This works via random points (face centers) sampled from the centers List … or the centers that are above some drainage level (an user option that one).

Other than that … you mean in fact 2 points (both start) since the end is the lowest (Z) face center achievable/possible (meaning that going from a given start to a given end is rather ambiguous).

Or you want to connect the start (if not sterile) to some end (ditto) VIA some low point (if this connection is possible at all).

Or you want to use a start, then find the low point (if start is not sterile) and then find N other start points that end to the very same low point?

BTW: 100 milliseconds for 100K faces and 500 start points. Maybe // stuff can cut the mustard way better (but why bother? that’s the 1M question). Wait … what an idiot: marking a recursion branch as fixed (if a low point is found) could greatly boost speed. Like this:

Hmm … the Ducati (fast and rouph) way is not bad … but some times (tri meshes) yields a bit kitsch (or “funny”) paths:

On the other hand with regard the Harley Davidson way (VERY slow and “accurate”) … well … here’s the issue:

Imagine a given last point (per recursion branch). If we move that (-Z) and then attempt to find the Mesh Closest thingy (the Anemone example does that) then we’ve got freaky (and VERY slow) results IF there’s steep and flat mesh faces around (and the mesh is huge and this and that).

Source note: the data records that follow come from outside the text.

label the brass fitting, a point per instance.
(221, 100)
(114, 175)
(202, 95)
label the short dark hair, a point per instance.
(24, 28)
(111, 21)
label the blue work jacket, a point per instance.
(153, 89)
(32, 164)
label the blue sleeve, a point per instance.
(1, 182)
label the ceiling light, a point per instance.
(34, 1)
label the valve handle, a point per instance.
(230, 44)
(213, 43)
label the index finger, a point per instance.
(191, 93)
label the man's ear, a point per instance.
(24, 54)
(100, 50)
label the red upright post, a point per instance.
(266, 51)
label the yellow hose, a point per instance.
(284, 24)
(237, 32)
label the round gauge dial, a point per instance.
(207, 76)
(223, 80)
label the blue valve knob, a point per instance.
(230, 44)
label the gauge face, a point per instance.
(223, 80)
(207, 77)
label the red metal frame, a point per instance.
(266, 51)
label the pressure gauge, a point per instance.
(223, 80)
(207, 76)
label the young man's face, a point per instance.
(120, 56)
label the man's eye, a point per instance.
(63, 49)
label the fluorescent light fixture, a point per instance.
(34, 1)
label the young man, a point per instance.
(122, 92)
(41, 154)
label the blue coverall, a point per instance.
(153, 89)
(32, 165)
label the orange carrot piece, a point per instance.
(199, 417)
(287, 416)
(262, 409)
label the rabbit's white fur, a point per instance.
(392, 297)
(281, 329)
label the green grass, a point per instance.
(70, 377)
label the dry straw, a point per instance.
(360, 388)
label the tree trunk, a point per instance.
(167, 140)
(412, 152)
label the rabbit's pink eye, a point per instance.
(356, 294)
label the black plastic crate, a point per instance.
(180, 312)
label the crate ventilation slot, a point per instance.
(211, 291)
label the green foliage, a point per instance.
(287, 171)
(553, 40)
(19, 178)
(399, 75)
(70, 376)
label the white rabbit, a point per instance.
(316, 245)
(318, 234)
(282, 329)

Enter a different approach: from each last point we intersect the Mesh with some standard Mesh (from a Sphere with a given search radius) get the ccx lines, get the points at start, sort the List and test if the lowest (Z) point is lower than the start. That yields evenly spaced polypoints regardless the slope (Note: is 15++ times slower) … BUT … the paths MAY not share a common point as they descend towards Nirvana.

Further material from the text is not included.